Usefulness of Rome III symptoms, psychological characteristics and cytokines in accurately diagnosing FGIDs
Background: Despite the high prevalence of FGIDs in the population and associated high costs because of presentations for medical care, the diagnostic validity of current symptom based criteria (Rome III) remains to be firmly established. New evidence including our novel pilot data suggest that certain psychological characteristics and biological markers may together better discriminate functional bowel disorders from organic bowel diseases. To date no studies have evaluated a diagnostic test based on all the available knowledge and technology
Aims: To determine if a novel diagnostic test (combining symptoms, psychological characteristics and biological data) is superior to symptoms alone for distinguishing lower FGIDs (including IBS) from lower organic GI disease. We will also determine if the testing can distinguish IBS from other lower FGIDs.
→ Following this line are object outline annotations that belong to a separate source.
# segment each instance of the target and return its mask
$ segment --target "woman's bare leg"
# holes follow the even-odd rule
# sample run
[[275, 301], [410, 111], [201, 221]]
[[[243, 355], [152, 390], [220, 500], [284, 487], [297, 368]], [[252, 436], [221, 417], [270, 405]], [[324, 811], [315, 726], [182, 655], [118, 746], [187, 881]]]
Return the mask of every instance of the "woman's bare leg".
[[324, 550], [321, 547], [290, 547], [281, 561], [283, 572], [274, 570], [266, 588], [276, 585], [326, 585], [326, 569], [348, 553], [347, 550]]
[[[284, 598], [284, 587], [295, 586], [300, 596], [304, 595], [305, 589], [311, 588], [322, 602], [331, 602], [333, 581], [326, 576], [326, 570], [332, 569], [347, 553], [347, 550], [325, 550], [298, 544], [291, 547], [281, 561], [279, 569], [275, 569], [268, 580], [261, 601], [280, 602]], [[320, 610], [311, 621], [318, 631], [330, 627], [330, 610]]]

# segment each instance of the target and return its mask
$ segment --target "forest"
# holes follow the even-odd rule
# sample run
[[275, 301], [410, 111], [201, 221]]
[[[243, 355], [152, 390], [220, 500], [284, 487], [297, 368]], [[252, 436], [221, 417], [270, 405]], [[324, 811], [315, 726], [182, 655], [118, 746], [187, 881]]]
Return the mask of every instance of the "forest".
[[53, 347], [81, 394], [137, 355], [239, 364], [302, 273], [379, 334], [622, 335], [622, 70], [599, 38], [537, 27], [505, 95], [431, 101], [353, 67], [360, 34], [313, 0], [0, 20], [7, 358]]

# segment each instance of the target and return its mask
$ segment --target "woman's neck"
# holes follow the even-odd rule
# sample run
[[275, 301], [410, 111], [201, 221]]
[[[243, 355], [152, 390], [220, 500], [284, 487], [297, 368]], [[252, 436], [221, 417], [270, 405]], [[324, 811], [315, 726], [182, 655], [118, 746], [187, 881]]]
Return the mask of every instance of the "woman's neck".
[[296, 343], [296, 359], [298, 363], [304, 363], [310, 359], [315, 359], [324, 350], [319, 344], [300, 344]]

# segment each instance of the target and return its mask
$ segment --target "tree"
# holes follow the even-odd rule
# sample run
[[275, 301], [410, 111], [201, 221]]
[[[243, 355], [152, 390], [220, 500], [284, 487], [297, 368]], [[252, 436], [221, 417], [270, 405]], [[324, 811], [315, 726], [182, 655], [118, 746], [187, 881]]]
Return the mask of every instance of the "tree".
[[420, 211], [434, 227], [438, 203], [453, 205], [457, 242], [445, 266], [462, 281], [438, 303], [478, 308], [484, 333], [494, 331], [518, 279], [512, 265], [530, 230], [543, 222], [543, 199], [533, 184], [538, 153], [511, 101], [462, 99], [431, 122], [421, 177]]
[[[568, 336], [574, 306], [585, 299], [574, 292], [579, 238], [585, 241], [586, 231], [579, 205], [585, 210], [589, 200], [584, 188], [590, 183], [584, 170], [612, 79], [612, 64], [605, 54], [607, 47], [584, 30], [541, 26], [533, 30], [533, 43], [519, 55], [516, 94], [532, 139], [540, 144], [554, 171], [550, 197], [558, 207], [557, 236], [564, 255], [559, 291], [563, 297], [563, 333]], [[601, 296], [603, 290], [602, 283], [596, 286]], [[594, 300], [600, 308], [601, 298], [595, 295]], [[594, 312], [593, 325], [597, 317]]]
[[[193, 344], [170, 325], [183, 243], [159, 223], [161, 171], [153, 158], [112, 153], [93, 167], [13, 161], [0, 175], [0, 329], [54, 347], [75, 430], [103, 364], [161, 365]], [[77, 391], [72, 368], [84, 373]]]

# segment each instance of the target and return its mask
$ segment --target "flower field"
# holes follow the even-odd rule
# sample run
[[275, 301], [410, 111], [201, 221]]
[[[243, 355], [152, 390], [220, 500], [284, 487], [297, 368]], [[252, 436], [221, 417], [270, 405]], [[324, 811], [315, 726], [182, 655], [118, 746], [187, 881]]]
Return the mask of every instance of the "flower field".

Methods: In a sample of 600 outpatients referred by their physician for a colonoscopy for lower colonic symptoms we will collect detailed symptom data (Rome III criteria and alarm features by validated questionnaire), psychological data based on validated instruments (anxiety, depression and extraintestinal symptoms) and clinical biomarkers by standard blood tests and a cytokine panel (TNFalpha, IL-6, IL-8, IL-10). We will determine which diagnostic test characteristics best identify lower functional from organic GI disease versus functional disease and major FGIDs (IBS) from lower FGIDs using logistic regression modeling. Diagnosis of organic versus functional disease will be based on an a priori algorithm after a minimum of 6 months follow up; the diagnostic coding will be undertaken by an independent expert clinician blinded to the test data after interviewing the patient and review of all clinical records including the findings at colonoscopy. We will then prospectively test the best diagnostic model (identified above) in a new sample of consecutive outpatients (n-400) with lower colonic symptoms referred for colonoscopy. This high novel study has the potential to refine the Rome criteria.